From the Publisher: Far Away Like a Runaway Balloon – The Star Turns 11

Photo: DarkDwarf. CC-BY-ND

What they don’t understand about birthdays and what they never tell you is that when you’re eleven, you’re also ten, and nine, and eight, and seven, and six, and five, and four, and three, and two, and one. And when you wake up on your eleventh birthday you expect to feel eleven, but you don’t.You open your eyes and everything’s just like yesterday, only it’s todayAnd you don’t feel eleven at all. You feel like you’re still ten. And you are—underneath the year that makes you eleven.

Sandra Cisneros

2022 opened with me in the middle of a new wave of the pandemic, being enlisted to curate three music shows for the Wayward Music Series at the Good Shepherd Center in Wallingford, and even performing in a show myself that January, wondering if anyone would show for any of the events, despite COVID-19 protocols being in place.

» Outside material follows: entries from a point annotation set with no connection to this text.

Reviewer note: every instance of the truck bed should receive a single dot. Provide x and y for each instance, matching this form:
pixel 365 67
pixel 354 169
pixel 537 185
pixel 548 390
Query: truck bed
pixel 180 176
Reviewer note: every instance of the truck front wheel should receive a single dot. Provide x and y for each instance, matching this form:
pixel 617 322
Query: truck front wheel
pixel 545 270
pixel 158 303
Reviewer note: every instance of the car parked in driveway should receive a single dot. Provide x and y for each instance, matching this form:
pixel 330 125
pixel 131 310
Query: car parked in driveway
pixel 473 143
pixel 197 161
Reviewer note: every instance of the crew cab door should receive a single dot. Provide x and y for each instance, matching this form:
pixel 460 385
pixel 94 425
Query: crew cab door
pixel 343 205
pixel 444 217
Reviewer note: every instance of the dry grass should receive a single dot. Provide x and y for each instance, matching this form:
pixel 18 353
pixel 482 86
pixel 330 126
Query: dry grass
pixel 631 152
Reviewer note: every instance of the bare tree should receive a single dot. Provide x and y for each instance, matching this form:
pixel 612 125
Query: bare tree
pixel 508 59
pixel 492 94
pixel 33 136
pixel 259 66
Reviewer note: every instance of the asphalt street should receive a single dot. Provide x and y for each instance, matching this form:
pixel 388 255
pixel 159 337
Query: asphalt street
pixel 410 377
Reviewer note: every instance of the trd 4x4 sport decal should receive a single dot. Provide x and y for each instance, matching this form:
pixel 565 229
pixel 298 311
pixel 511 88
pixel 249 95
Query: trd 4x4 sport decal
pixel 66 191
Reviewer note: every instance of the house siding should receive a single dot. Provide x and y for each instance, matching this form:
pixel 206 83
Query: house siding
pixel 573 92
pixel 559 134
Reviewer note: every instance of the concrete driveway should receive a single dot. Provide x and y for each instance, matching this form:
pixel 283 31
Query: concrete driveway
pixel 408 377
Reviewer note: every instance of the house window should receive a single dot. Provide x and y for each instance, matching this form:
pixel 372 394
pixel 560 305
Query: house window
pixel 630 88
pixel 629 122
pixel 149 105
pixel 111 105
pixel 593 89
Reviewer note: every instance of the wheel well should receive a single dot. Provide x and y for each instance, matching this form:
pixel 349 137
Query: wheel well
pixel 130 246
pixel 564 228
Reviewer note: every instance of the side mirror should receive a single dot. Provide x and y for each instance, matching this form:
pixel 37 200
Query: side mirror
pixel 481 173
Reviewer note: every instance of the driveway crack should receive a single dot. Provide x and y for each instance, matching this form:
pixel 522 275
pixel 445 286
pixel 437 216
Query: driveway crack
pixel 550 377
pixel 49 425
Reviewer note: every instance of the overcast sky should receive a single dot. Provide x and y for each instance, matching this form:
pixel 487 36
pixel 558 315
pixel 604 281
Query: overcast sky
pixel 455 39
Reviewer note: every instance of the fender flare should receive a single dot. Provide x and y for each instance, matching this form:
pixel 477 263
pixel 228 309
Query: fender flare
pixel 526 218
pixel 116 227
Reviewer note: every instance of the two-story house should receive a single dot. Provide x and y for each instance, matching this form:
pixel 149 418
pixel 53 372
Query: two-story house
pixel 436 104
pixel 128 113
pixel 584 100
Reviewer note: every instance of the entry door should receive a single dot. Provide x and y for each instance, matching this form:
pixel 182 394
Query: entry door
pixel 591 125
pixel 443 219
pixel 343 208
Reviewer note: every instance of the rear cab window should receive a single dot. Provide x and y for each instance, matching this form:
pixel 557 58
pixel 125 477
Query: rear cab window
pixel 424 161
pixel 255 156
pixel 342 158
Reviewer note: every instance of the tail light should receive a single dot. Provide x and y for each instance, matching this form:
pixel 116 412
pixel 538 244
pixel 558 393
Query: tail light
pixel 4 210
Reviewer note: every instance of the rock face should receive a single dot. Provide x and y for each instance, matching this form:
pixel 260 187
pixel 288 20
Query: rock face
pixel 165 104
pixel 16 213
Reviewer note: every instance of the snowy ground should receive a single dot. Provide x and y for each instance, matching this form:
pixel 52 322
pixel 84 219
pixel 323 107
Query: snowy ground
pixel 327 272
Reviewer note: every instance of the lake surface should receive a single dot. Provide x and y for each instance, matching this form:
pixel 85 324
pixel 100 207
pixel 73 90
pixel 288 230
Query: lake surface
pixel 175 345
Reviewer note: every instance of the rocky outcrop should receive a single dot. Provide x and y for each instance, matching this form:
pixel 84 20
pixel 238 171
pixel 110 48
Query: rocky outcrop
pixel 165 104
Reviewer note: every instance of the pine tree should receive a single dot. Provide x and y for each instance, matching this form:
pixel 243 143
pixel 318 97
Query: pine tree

The year closed with me being asked when I was going to travel overseas again.

The country around me seems to have followed along that path, too: asking itself in January what could be done on the home front with creativity, and deciding in December that the world still contained an awful lot of mystery and needed to be met with respect rather than abject fear.

Yet strangely, as I’ve discovered while publishing The Seattle Star these past 11 years, the world has always been more open to us than the home front. Poets from India, Ireland, Turkey, Australia, Scotland, England, and China seek us out; Seattle poets rarely submit anything. The same goes for fiction. 95% of submissions come from outside of Seattle. British and South African radio dramatists have asked after us frequently; American radio producers prefer to ignore our existence or form Twitter mobs talking about how their white middle class bourgeois generic radio ought to be immune to my very not-white, non-bourgeois, non-generic “punching down” at their efforts. And so on.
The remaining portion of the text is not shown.